El presupuesto público moderno es un conjunto ordenado de políticas, objetivos, metas y recursos, un verdadero programa de gobierno. Como tal, tiene la capacidad de afectar el sistema económico general de una sociedad y la vida y la fortuna de sus miembros individuales. De ahí que, en las democracias republicanas, el diseño y la puesta en práctica de ese programa no puede ser la decisión de un solo Poder del Estado. Por la magnitud de sus consecuencias, por el volumen de los recursos sociales allí comprometidos, requiere el funcionamiento de los mecanismos de representación popular y de deliberación pública, radicados por excelencia en el Parlamento. Por ello, el presupuesto público es, primero de todo, inevitable e indispensablemente, un pronunciamiento parlamentario. Nuestra pieza jurídico política principal, la Constitución Nacional, se hace eco de esa regla del gobierno equilibrado y la recoge en su artículo 75, inciso 8.

La Ley 24.156, de Administración Financiera, vigente a partir del 1° de enero de 1993, aparece informada –entre otras cosas, en el loable propósito de hacer realidad la letra constitucional, a partir de generar una “cultura presupuestaria” basada en sanos y republicanos principios de finanzas públicas. Uno de ellos es que el proceso presupuestario, por el impacto que le hemos reconocido, está dividido entre los ramos del gobierno. Así la asignación del presupuesto, esto es, la votación de la cantidad total de dinero que se va a gastar en un ejercicio financiero, las finalidades del gasto público y la del monto de los recursos que financiarán las erogaciones, corresponde al Poder Legislativo. El presupuesto público es una Ley en todo sentido, por la forma y por la materia. Esta ley no sólo trasunta un programa de gobierno, sino también  un acto de control preventivo de un Poder sobre otro. Con imperfecciones, debidas sobre todo al escaso interés de los oficialismos en abrir el texto presentado por el Ejecutivo, y desgarramientos, a causa de la utilización extendida del DNU y de “superpoderes”, esta forma fundamental de la democracia se ha respetado puntillosamente durante toda la vigencia de la Ley 24.156. Ahora algo se ha quebrado, dejando un regusto a más retroceso institucional. En virtud de que el Poder Ejecutivo no consiguió en el Congreso la aprobación de su proyecto de presupuesto 2011, mediante Decreto N° 2053/10 ordena al Jefe de Gabinete de Ministros hacer los ajustes necesarios para efectivizar la prórroga prevista por el artículo 27 de la Ley de Administración Financiera. Será la primera vez en casi 10 años que la administración pública deberá funcionar con el presupuesto del año anterior ajustado ante la falta de aprobación parlamentaria del nuevo. Es cierto que la Ley de Administración Financiera, como el anterior régimen de contabilidad pública, contempla la posibilidad de prorrogar el presupuesto del año anterior a efecto de mantener la marcha de la administración, pero en las presentes circunstancias esta necesidad no está asociada con una crisis política o con severas incertidumbres económicas; proviene, en realidad, de la hipótesis menos pensada o atendible: la de no tener un nuevo presupuesto por empecinamiento en el “todo o nada”, por desinterés en debatir y arribar a acuerdos.

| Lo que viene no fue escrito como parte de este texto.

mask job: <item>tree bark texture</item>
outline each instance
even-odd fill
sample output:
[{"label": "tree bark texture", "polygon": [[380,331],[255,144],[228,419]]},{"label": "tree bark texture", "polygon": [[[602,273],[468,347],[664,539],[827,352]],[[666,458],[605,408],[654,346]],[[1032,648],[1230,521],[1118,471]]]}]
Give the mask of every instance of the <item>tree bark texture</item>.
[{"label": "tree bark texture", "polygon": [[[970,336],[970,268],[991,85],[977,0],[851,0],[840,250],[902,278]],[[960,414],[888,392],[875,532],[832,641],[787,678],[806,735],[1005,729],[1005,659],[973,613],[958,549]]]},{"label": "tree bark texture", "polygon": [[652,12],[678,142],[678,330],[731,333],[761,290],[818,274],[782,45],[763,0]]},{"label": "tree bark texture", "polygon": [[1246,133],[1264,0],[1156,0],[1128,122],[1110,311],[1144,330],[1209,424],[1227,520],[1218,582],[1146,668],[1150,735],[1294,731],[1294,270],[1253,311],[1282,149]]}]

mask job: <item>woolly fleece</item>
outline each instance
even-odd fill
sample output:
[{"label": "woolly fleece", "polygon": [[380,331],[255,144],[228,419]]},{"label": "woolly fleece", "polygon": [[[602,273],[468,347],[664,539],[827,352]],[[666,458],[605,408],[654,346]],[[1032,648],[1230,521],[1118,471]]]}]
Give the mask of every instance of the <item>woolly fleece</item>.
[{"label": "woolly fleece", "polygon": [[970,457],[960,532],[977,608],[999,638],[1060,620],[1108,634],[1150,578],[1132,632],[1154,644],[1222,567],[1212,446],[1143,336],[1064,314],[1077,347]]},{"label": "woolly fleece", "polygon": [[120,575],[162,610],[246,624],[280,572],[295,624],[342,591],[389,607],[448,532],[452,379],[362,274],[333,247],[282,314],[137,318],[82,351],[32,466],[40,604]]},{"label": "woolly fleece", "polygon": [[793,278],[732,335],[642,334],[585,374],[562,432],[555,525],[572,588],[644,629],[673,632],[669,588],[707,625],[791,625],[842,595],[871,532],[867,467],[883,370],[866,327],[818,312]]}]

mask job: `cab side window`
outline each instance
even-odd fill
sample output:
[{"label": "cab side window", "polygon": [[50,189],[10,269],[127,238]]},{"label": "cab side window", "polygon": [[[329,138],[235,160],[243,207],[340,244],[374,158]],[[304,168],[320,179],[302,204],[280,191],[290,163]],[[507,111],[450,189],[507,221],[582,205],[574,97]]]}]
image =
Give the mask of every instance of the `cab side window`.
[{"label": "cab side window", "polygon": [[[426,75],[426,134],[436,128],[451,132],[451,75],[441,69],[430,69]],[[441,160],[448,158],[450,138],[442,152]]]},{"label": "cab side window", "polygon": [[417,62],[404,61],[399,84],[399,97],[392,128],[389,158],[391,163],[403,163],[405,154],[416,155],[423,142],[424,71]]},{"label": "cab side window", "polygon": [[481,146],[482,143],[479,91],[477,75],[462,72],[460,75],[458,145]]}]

La semilla del presupuesto la puso la necesidad de limitar el poder, de impedir su uso abusivo, despótico y tiránico, la exigencia de no confundir las urgencias del monarca con el bien general, la idea de que los impuestos no sean determinados  y gastados al antojo del gobernante. Esa experiencia histórica fue uno  de los disparadores del proceso de configuración del gobierno representativo hasta desarrollarse tal como lo conocemos en la actualidad; con la división de poderes, la elección popular de los gobernantes, la publicidad de los actos de gobierno y la rendición de cuentas. A partir de ahí, quedaron plasmadas dos reglas básicas: no hay impuesto sin ley y no hay gasto público sin ley. En ellas se asienta el presupuesto público. El presupuesto público es una ley en todo sentido; significa que el Gobierno sólo gasta por la cantidad y en el concepto que la ley autoriza. El constitucionalismo moderno las recogió otorgando al Poder Legislativo la  facultad de fijar los impuestos y aprobar el presupuesto.  

Desde el Civil List Act de 1698, pasando por las constituciones francesas de 1791, 1795 y 1799, e incluyendo en el recorrido la Constitución de Cádiz de 1812, en la que aparece por primera vez en Europa la palabra que nos ocupa, un presupuesto público para que realmente merezca este nombre ha de contar con la aprobación del órgano político depositario de la representación popular y un control de las cuentas ejecutivas por un organismo independiente.